I personaggi: un’estate può cambiare tutto
Stranger Things 3 si apre in piena estate. Dalla stagione 2 sono passati circa 6 mesi, ma nella vita reale sono stati quasi due anni in cui gli attori protagonisti, in piena adolescenza, sono cresciuti fisicamente e non solo. Finn Wolfhard (Mike) si è fatto conoscere anche come musicista con la sua band, Millie Bobby Brown (Undici) è diventata un’icona di stile e tutti sono incredibilmente alti. Basta guardare i flashback dell’ultimo episodio per notare la differenza. Ma la pubertà ha colpito anche all’interno dell’arco narrativo, con le prime cotte e le liti fra gli inseparabili ragazzini nerd. Cambiano le dinamiche del gruppo, con un Mike sempre più adulto e un Will sempre più indietro (sono le conseguenze di aver passato mesi nel Sottosopra e poi posseduto da un demone, suppongo). Anche Dustin risente della momentanea separazione dal gruppo, il povero Lucas diventa quasi invisibile mentre Undici si scopre una giovane donna insieme a Max (ed è la prima vera e propria amicizia al femminile, escludendo i tre minuti di screentime della povera Barb. RIP Barb).
I “fratelli maggiori” non se la passano meglio: Jonathan e Nancy scoprono il mondo del lavoro, Steve si scontra con il dolore di aver deluso le proprie aspettative e quelle dei suoi genitori. Gli adulti, poi, in Stranger Things 3 sono quelli che si comportano da ragazzini. Joyce con il suo atteggiamento da quindicenne alla prima cotta; Hopper con la sua infantile gelosia nei confronti di Undici; la signora Wheeler che dimentica sempre più spesso di avere un marito e tre figli. Insomma, se i mostri del Sottosopra sono (anzi sembrano) sconfitti, quelli delle relazioni affettive sono in agguato, e fanno più vittime.

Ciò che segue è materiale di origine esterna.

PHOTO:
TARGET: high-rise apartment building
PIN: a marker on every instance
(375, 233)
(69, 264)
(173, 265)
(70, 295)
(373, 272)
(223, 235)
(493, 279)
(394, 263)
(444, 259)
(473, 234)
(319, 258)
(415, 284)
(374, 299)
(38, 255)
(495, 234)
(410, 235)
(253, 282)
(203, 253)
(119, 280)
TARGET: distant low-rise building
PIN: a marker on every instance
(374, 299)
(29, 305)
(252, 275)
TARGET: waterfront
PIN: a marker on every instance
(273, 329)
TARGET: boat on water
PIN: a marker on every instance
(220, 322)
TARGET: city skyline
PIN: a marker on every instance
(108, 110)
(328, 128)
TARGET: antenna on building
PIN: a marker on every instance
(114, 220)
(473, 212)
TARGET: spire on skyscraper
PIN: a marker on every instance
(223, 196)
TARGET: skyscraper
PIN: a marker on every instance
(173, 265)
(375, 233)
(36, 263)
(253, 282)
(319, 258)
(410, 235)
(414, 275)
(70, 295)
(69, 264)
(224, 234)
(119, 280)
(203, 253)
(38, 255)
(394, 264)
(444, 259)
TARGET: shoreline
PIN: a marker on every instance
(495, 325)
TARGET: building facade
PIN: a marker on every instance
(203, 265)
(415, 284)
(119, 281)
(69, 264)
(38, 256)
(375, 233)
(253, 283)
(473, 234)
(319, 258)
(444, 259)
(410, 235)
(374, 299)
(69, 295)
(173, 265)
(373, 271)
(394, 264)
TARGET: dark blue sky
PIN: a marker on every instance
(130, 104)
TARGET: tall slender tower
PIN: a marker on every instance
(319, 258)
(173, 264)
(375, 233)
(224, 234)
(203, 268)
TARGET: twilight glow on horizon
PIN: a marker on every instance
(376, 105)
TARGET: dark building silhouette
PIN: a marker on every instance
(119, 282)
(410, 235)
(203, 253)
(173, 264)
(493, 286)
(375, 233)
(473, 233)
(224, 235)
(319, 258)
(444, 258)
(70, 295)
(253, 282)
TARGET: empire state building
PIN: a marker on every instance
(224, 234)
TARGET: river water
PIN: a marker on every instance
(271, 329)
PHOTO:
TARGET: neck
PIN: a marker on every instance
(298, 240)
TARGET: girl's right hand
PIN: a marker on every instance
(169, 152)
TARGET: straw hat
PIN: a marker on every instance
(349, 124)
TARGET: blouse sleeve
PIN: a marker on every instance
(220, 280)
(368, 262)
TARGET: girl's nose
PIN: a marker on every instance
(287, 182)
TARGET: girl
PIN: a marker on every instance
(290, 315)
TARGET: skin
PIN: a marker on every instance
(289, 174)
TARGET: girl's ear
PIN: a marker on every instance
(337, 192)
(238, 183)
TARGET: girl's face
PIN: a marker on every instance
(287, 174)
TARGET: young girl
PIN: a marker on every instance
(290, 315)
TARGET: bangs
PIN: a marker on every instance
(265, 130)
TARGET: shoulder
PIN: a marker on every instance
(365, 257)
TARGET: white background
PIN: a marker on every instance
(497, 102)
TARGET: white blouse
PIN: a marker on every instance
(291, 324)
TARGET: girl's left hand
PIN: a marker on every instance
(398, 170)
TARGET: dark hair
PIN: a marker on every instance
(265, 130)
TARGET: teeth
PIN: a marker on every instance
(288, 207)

Le new entry: Robin ed Erica
Dopo aver letto numerose recensioni, mi resa conto di una cosa: sono L’UNICA che abbia odiato immensamente l’introduzione di Robin in Stranger Things 3? Nonostante la bravura di Maya Hawke (sì, è la figlia di Uma Thurman e Ethan Hawke, sì è identica a sua madre ma più bella), il personaggio proprio non sta in piedi. Un terribile esperimento alla Mary Sue che con Stranger Things, e la sua solita caratterizzazione ben definita dei personaggi, c’entra poco. Per chi non lo sapesse, con Mary Sue (al maschile Gary Stu) si intende il cliché letterario di un personaggio dalle doti, dalla fortuna o dalle capacità irrealisticamente perfette. Il che sembra un’assurdità, nella serie tv Netflix che ha per protagonisti nerd dalle conoscenze scientifiche superiori, Undici con i suoi poteri telecinetici, un Demogorgone, un mostro fatto di cadaveri di topi e persone (ve l’avevo detto, che a ‘sto giro è horror vero). Eppure eccola qui Robin, la ragazza bellissima, simpaticissima, arguta, brillante, che conosce QUALSIASI risposta a QUALSIASI domanda e traduce il russo con l’ausilio di una registrazione imperfetta e un dizionario. Un dizionario, ragà. Questa manco l’ha mai studiato il russo, ma ha studiato il tedesco e quindi è portata per le lingue. Sono certa che nessuno dei miei colleghi dell’università possa trovarla tollerabile. E no, la rivelazione della sua omosessualità non migliora la mia opinione su di lei. Non sei giustificato nello scrivere male un personaggio solo perché ti aiuta a raggiungere la quota diversity, anzi. You suck, Robin.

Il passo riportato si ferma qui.